German Chancellor Angela Merkel and President Donald Trump talk during a photo session at the NATO summit Wednesday in Brussels. Credit: AFP / Getty Images / Geoffroy Van Der Hasselt

The positioning of Donald Trump Wednesday at the center of the NATO summit’s official photo was deeply ironic. The president seems more determined to wreck the hallowed alliance and bulwark of Western democracy than serve as its unifying force.

That would be a catastrophic mistake.

Some of his grievances are understandable. There is a role for his china shop bull act in trying to get NATO countries to spend more on their own defense. That was a sore spot for Trump’s predecessors, too. But all 29 members have been making progress toward the goal adopted in 2014 of spending at least 2 percent of GDP. They have until 2024, and NATO says eight will hit the mark this year. Trump could have taken credit for that this week in Brussels. Instead, he moved the goalpost to 4 percent, an unreasonable demand that not even the United States, at 3.57 percent, meets.

More disconcerting is the contrast between Trump’s increasing bellicosity toward America’s allies and his sweeter talk about Russian President Vladimir Putin, with whom Trump will hold a one-on-one summit on Monday in Finland.

NATO was created after World War II to confront and contain Russia, and it not only has protected Europe, it also has furthered American interests. And the need for NATO has not dissipated — see Russia’s annexation of Crimea in 2014, its provocations in Ukraine, and its meddling in elections in the United States and elsewhere. There is a reason for the U.S. Senate’s 97-2 vote to express support of NATO.

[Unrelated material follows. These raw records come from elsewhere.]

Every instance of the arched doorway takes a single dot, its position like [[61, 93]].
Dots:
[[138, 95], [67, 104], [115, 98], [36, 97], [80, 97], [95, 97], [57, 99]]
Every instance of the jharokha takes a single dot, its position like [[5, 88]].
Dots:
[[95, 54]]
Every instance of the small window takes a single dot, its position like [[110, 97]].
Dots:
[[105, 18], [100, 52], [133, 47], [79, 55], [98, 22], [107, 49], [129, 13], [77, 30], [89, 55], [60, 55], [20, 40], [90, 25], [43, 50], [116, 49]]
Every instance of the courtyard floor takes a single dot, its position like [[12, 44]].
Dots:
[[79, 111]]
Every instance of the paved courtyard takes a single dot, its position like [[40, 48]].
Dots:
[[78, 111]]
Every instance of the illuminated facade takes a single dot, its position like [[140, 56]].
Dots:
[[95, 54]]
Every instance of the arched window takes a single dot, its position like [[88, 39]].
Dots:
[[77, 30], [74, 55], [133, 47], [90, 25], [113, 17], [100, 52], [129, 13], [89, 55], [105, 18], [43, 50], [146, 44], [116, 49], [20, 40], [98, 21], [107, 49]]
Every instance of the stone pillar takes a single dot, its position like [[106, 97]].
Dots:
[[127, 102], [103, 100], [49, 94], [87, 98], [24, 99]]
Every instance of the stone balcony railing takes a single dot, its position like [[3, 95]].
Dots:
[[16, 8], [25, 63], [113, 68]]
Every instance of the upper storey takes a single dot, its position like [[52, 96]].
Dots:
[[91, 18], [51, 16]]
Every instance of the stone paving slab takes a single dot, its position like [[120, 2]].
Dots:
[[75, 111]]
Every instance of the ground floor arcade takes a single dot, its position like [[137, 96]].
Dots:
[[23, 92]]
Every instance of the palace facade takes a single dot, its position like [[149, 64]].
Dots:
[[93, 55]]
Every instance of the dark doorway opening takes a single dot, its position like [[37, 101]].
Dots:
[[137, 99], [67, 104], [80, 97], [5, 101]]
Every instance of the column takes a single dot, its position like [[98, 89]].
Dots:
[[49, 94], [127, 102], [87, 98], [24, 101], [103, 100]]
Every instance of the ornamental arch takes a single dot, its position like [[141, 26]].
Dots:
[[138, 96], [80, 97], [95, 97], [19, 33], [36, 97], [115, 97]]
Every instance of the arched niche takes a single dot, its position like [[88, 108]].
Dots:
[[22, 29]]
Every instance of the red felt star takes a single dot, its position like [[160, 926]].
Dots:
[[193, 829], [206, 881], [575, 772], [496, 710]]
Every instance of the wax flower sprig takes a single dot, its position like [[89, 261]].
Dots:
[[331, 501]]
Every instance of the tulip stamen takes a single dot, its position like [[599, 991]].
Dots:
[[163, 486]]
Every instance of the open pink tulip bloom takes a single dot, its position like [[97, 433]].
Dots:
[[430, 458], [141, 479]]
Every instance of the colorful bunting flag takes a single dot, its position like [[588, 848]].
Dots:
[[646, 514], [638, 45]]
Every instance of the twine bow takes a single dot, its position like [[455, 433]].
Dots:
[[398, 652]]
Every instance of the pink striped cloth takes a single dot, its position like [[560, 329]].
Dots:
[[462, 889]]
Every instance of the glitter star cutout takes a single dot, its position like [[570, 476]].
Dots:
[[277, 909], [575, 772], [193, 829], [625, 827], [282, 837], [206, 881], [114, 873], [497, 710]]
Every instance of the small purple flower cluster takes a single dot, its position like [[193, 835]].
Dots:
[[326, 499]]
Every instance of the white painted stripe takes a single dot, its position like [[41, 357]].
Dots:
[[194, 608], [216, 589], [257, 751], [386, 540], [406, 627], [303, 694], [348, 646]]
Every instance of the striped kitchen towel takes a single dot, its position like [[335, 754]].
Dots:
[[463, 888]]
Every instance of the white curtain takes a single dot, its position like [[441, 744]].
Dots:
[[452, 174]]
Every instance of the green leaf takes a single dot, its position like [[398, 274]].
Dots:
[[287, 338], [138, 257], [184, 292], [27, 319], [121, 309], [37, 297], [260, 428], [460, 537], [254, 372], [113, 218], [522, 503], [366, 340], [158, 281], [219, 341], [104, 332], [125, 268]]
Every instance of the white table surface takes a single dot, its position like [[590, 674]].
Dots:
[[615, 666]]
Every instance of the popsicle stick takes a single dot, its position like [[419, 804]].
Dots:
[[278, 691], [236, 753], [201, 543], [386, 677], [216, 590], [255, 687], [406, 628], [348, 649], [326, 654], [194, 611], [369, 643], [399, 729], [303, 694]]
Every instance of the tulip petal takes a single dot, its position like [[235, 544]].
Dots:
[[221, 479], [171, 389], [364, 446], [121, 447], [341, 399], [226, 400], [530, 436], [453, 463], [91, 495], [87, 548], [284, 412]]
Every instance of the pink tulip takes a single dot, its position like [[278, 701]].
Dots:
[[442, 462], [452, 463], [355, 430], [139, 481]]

There are troubles — real, not manufactured — within NATO as well. Turkey, Hungary and Poland are sliding toward authoritarian control, nationalism is ascendant in Italy, and Britain is negotiating its Brexit from the European Union. But Trump said nothing about these actual threats and instead attacked Germany, a stalwart partner.

His Berlin broadside demonstrated the power of words, and the need to choose them carefully. After he said a natural-gas pipeline deal Germany signed with Russia makes Germany a “captive” of Russia, German Chancellor Angela Merkel, who grew up in communist East Germany, properly retorted that she knows well what it’s like to be a captive of the Soviet Union. Trump’s bombastic statement that Germany is “totally controlled” by Russia smacked of an attempt to deflect similar charges lobbed at him. Before this trip, Trump described Russia as a “competitor.” It’s not. It’s an adversary.

We’re concerned about Trump’s longstanding eagerness to embrace Putin. Meeting alone with the wily leader, even if translators and note-takers are present, is worrisome — witness the fallout from Trump’s meeting with North Korea’s Kim Jong Un, where now the sides disagree about what they agreed to. With Putin, there is even more on the table: Syria, Ukraine, Crimea, the future of the Iran nuclear deal, and Russia’s interference in the election that made Trump president.

By the close of the day, Trump ultimately agreed to sign the NATO declaration that condemned the annexation of Crimea and bolstered the alliance’s defenses against Russia. Those are the tough words and actions the president should bring to Helsinki.